Every year in state capitols across America, a cloud of lobbyists descends on lawmakers. They represent all manner of causes, corporations, associations, and individuals. They also represent local governments, who are just as eager to get bills passed, or to defeat others, as the next guy’s lobbyists.


Money local governments spend lobbying state government all comes from the same source: taxpayers. Every dollar spent lobbying the state government – or the feds, for that matter – is a dollar in local revenue that can’t be spent on parks, schools, public safety, or a host of other local needs. It’s a costly, circular game that few citizens are aware of, but those who are, dislike it a lot.

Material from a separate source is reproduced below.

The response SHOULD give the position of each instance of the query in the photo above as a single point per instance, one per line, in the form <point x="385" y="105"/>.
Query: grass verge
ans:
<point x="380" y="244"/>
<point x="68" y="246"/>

And in Texas, at least, it appears the practice may be coming to an end:

This has been a long-running legislative effort, with a similar bill coming close to passing in 2019. But this time around, Republican support has grown. Lt. Governor Dan Patrick issued a statement on the Senate’s vote stating, “The vast majority of Texans in both political parties have long-supported ending taxpayer-funded lobbying and it is a top priority for me. Texas voters simply do not want the local officials they have elected to represent them spending their tax dollars on hired-gun lobbyists who often have no connection to their community and may be working against their interests.”

Governor Greg Abbott has also indicated his support, as has House Speaker Dade Phelan.

If the Texas House approves the measure, and Abbott signs it, Texas would join a handful of states that ban the use of public funds for lobbying. And maybe it would set an example for states that allow for local tax money to fund lobbying activities that may not be in residents’ interest.